There is much that has surprised about Britain’s recent economic performance. Among the less pleasant of these surprises has been the absence of an export bounce that might have propelled the economy on to an upward growth trajectory.
Such a bounce was more expectation than hope, given the sustained weakness of sterling.
At the very first rumblings of the financial crisis four years ago this summer, the pound began to slide vis-a-vis the euro and most other hard currencies.
As Britain’s economy is so dependent on London’s financial sector, the onset of the global credit crunch led to fears for its economic stability and hence a sell-off of sterling.
At one point towards the end of 2008, the pound had lost almost a third of its value against the single currency and approached parity. Although it recovered from that low point, it has remained weak.

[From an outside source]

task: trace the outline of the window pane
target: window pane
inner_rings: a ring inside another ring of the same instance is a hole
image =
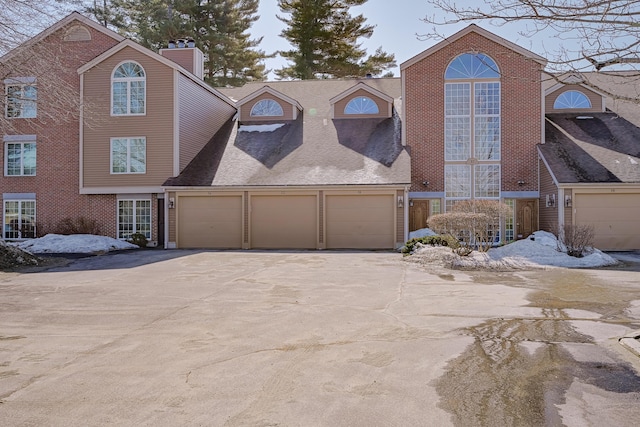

Despite this, Britain’s export engine has managed only occasional splutterings. As the British balance of payments deficit with the rest of the world remains near record highs, the argument that it was just a question of time before the competitiveness gains of devaluation would feed through to the export numbers is past threadbare.
Less negatively, the British economy did not suffer as badly as it might have done in the post- Lehman crash, either in terms of output or employment.
Among the G7 economies, its performance by those indicators was only a little worse than average, despite having the most indebted households and the biggest financial system relative to GDP. These factors could have made the UK recession much deeper than most of the other big economies.
That recession did not turn to depression owes much to an extraordinarily accommodative fiscal-monetary mix. Both the government and the central bank put their respective pedals to the floor. This potent combination pulled the economy out of its nosedive in 2009, but it has not been enough to generate any real momentum behind recovery.
And, unlike most of the other G7 members, including the US, the British economy is still smaller than before the crisis started.
What to do?
Over the weekend, Vince Cable, the business secretary, called on the Bank of England to extend its money-printing programme, known as “quantitative easing” or, (more pronouncably) QE.
Independent central banks hate being harangued by politicians and Cable’s call risks being counterproductive – if the Bank of England’s decision on more QE is borderline, it may decide against for fear of giving the merest appearance of following the executive’s orders.
If the conduct of British monetary policy has been controversial, its fiscal stance has been subject to worldwide debate.
As the first G7 economy to move aggressively towards balancing the books, many economists, in Britain and abroad, have warned that the tightening is premature. Yesterday’s near-stagnant second quarter growth figures give some additional support to the fiscal doves.
From our narrow perspective, the weakness across the water has been bad for exporters. As the chart shows, Irish exports to Britain were on an upward trend from the second half of 2009 until the end of last year. They have since fallen back. It will take a stronger recovery in Britain to return them to the right track.